Le musée de Saint-Gaudens propose jusqu’au 31 décembre une exposition sur l’Espagne vue par Jean Dieuzaide et son fils Michel. Une belle idée de balade dans un lieu qui mérite le détour. Et un succès qui a permis au lieu de doubler sa fréquentation depuis l’été.

Exposition avec vue sur les Pyrénées. Photo JMLS
L’appellation est un peu longue, à savoir musée Arts & figures des Pyrénées-Centrales. Mais le bâtiment, situé boulevard Jean-Bepmale, sur une jolie place, à Saint-Gaudens, et restauré il y a quelques années, est un écrin parfait pour l’exposition des Dieuzaide père et fils. Une fois découvertes les porcelaines du cru et les tableaux d’un peintre local, André Rixens, on quitte le XIXe siècle pour le XXe et le rez-de-chaussée pour le premier étage, baigné ce jour-là par une chaude lumière, sudiste à souhait.
Les portraits de Jean Dieuzaide, réalisés pour la plupart dans les années 1950, captent immédiatement notre attention, qu’il s’agisse d’un jeune vendeur de paniers sur un marché, d’un tandem de carabiniers au visage fermé, d’un autre duo, dont l’air canaille contraste avec les images pieuses vendues sur le trottoir, d’un paysan à béret aussi rugueux que le bois sur lequel il s’appuie ou d’un autre papy, à casquette celui-ci, se saisissant de sa clope. Toute une Espagne disparue, dont on perçoit aisément la rudesse du quotidien.

L’Espagne qui danse, par Jean et Michel Dieuzaide.
Michel Dieuzaide, lui, documente sa passion pour le flamenco auprès de chanteuses, danseuses et musiciens qu’il vénère. « Etre flamenco, c’est une manière d’être, écrit le photographe. Une manière téméraire de traverser la rue et la vie (…) Etre flamenco, c’est ne pas être assis (…) C’est vivre près du noir. C’est savoir dire la sueur, les rires et les larmes. » Quand il s’éloigne du documentaire vers plus de formalisme, Michel Dieuzaide nous impressionne avec une femme, à contre-jour, traversant une large place, ou un simple poteau dont l’ombre se reflète sur un mur blanc. Le genre d’images propres à stimuler notre imaginaire…

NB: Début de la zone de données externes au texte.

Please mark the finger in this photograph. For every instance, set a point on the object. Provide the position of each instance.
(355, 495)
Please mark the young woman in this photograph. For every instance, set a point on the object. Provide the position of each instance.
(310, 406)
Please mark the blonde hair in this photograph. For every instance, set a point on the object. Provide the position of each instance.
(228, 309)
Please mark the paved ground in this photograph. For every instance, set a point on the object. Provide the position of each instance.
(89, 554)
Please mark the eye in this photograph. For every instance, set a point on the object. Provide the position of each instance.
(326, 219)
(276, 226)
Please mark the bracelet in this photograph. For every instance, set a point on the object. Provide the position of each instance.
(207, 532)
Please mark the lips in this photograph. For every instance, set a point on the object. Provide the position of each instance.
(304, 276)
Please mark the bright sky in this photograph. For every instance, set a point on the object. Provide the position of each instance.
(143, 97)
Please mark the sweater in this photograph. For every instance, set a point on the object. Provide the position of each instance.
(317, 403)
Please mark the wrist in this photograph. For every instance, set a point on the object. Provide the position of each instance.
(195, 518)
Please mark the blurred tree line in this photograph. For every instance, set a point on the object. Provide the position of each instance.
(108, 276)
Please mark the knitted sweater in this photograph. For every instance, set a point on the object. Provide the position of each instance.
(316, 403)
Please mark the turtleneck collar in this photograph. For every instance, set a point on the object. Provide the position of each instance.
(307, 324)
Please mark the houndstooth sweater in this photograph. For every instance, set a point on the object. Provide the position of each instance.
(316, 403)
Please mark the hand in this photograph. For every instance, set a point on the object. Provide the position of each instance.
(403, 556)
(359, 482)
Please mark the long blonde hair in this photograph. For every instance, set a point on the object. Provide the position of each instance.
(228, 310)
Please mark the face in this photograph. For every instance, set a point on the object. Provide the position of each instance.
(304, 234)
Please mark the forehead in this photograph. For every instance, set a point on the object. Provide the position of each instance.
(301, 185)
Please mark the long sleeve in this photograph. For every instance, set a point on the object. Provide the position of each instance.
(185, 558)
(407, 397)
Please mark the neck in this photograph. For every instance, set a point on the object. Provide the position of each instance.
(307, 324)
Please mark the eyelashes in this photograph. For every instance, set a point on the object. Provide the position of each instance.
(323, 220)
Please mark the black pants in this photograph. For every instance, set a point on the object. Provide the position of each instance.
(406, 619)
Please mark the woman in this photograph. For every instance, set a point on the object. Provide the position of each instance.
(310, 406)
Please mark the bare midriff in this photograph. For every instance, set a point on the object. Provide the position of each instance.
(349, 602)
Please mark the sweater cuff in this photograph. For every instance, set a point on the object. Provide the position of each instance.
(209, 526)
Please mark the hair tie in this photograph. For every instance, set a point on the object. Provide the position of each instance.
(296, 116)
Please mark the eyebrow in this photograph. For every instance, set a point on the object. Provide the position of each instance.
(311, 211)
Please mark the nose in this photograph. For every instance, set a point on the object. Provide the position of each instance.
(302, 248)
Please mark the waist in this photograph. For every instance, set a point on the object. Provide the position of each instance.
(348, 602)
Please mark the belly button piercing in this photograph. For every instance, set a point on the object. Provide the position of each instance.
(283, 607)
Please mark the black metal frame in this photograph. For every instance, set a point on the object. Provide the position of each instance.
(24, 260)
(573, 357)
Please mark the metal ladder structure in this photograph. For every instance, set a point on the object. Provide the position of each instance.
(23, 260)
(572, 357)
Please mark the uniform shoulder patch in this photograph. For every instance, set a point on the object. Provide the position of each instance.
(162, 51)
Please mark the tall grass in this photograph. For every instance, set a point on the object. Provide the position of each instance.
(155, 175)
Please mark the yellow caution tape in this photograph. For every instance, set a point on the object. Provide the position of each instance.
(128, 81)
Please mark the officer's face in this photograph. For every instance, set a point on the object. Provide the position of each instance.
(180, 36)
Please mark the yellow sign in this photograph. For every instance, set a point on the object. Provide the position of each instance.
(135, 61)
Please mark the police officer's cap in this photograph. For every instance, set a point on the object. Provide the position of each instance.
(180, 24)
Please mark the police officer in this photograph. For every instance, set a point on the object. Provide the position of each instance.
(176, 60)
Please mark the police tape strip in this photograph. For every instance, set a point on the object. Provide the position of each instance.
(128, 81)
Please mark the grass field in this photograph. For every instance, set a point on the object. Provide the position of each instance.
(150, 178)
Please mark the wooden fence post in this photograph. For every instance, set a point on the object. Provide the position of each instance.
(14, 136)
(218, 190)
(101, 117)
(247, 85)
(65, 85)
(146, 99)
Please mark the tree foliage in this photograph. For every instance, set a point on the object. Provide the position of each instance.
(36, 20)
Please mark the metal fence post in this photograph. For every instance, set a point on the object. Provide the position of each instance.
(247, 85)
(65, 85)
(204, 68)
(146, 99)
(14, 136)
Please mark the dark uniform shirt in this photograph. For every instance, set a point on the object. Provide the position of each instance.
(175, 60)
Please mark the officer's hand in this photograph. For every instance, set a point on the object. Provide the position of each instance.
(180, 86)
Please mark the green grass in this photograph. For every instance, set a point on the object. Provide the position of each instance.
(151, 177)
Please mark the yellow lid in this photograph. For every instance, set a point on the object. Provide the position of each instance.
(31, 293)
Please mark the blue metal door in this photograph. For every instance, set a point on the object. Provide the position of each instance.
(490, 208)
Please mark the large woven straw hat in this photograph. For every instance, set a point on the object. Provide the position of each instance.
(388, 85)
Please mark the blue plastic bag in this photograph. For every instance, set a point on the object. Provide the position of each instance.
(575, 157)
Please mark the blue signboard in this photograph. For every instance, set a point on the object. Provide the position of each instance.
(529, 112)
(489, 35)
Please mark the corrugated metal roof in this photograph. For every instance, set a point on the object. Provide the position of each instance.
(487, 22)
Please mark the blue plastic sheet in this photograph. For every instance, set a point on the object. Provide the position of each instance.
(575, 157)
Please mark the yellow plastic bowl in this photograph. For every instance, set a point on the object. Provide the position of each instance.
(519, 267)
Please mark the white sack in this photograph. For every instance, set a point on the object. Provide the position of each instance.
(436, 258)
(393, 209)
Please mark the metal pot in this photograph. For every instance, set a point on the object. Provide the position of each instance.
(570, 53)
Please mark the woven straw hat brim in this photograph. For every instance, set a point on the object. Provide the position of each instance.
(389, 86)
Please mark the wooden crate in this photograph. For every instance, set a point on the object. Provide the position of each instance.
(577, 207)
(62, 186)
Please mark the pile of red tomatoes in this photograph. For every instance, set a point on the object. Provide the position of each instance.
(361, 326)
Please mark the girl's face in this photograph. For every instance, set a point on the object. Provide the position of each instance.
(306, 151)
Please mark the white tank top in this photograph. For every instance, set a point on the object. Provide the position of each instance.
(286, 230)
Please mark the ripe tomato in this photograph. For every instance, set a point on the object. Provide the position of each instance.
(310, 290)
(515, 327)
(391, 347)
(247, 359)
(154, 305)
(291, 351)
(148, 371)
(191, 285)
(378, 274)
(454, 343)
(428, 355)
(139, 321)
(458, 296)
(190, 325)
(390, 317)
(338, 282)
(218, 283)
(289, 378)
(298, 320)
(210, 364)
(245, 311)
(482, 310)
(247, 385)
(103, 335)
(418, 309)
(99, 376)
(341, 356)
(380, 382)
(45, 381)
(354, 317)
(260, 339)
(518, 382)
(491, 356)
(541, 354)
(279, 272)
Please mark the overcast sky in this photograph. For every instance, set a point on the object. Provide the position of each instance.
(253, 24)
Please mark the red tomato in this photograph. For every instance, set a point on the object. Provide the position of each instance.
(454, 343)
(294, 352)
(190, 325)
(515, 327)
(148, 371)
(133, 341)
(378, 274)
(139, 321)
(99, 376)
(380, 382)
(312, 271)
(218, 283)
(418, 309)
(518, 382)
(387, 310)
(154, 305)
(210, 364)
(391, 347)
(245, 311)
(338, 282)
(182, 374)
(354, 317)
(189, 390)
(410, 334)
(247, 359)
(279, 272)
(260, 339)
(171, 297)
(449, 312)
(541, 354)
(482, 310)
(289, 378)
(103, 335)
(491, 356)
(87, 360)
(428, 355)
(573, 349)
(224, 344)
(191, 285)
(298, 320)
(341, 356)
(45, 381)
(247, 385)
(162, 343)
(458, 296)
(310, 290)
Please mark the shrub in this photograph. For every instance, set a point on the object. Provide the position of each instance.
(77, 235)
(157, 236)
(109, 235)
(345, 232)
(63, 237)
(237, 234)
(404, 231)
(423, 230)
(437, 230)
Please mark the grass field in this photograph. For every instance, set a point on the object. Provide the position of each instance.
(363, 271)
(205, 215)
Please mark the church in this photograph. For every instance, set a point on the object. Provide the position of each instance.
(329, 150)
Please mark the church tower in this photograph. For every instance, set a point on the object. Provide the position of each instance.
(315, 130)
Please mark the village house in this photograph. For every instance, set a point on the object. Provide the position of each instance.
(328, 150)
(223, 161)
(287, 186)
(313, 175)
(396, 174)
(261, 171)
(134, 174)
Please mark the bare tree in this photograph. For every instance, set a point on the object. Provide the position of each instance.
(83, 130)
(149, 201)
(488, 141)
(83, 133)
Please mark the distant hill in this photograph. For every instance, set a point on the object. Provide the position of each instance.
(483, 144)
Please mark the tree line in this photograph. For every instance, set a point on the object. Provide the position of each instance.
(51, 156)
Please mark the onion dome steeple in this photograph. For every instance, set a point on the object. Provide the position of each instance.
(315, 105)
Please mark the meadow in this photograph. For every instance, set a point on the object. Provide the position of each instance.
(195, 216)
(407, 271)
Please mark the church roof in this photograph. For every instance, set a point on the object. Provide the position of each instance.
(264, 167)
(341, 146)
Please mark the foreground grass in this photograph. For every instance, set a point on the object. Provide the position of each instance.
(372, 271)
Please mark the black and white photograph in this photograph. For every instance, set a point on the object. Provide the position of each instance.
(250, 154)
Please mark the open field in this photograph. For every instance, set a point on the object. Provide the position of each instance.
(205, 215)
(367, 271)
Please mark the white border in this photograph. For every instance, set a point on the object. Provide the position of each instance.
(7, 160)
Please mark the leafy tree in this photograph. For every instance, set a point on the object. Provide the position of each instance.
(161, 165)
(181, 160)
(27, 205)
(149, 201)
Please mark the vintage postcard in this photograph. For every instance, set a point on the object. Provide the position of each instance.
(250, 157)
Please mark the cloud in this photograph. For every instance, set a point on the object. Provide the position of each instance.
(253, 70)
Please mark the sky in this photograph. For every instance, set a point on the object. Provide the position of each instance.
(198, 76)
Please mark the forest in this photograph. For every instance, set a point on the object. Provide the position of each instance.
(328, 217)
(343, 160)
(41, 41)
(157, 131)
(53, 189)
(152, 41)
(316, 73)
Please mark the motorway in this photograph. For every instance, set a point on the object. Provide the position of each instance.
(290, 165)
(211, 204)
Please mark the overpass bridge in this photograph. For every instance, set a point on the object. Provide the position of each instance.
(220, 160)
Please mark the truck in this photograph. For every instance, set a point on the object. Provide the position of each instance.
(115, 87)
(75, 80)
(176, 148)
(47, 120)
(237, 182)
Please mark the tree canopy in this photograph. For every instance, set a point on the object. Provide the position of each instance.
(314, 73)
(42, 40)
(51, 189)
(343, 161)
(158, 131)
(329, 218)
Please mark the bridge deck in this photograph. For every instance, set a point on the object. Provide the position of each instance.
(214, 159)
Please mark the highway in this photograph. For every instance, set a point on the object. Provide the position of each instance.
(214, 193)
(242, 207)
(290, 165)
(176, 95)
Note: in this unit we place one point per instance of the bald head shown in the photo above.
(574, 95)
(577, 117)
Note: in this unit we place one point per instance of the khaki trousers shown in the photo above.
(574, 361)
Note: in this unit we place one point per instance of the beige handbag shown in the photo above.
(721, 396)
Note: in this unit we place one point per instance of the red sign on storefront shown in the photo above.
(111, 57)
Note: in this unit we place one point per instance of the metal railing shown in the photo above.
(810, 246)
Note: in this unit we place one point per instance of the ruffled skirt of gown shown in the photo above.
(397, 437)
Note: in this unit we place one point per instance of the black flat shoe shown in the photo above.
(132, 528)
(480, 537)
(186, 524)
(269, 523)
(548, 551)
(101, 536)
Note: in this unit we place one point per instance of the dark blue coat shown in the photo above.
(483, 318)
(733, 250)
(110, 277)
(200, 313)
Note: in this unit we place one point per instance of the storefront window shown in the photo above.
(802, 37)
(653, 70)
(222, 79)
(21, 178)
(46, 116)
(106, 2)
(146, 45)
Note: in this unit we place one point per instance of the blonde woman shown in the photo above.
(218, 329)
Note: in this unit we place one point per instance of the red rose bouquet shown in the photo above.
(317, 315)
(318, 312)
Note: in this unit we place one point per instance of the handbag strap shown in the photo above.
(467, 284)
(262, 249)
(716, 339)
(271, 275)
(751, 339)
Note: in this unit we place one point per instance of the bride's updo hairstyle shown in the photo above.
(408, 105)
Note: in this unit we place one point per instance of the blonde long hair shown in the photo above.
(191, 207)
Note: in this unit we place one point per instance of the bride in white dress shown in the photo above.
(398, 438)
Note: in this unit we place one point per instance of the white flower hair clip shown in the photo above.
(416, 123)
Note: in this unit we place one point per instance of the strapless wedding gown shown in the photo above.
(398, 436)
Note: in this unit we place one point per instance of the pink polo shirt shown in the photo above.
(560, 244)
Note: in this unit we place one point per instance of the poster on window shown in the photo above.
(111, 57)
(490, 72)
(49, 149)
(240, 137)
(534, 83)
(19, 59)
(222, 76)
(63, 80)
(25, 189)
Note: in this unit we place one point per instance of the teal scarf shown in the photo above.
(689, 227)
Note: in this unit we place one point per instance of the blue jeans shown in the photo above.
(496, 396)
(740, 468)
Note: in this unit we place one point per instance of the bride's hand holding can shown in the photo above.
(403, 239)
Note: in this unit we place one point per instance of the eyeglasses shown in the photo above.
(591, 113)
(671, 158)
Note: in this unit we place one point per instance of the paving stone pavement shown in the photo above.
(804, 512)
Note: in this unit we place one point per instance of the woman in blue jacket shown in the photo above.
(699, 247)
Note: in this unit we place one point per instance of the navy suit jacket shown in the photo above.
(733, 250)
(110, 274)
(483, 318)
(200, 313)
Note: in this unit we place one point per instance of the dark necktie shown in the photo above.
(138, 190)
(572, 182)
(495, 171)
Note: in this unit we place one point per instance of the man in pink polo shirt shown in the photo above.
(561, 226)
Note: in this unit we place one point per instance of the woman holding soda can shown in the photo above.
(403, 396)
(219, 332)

La « Gitane » de Jean Dieuzaide donne accès à un laboratoire reconstitué. Photo JMLS
L’exposition sur l’Espagne réussit une fructueuse confrontation entre deux regards, à plusieurs décennies de distance. La scénographie est simple mais éclairante, agrémentée d’une belle idée, celle d’un « laboratoire » (avec agrandisseur et bacs pour bains de tirage) dont le rideau à lamelles est orné d’une photo géante de la fameuse « Gitane de Sacromonte », de Jean Dieuzaide (1951). Dans un cartel, le photographe raconte que cette rencontre avec une femme donnant le sein à son bébé, à Grenade, fut comme « un éclair ». Quant à l’ami Robert Doisneau, il évoque une photographie qui « donne le courage de vivre » et devant laquelle « nous nous sentons éclaboussés d’allégresse ». Une belle formule, comme le Parisien savait si bien en trousser, qui colle parfaitement à l’exposition de Saint-Gaudens.
« L’Espagne des Dieuzaide », jusqu’au 31 décembre au Musée de Saint-Gaudens. Entrée libre.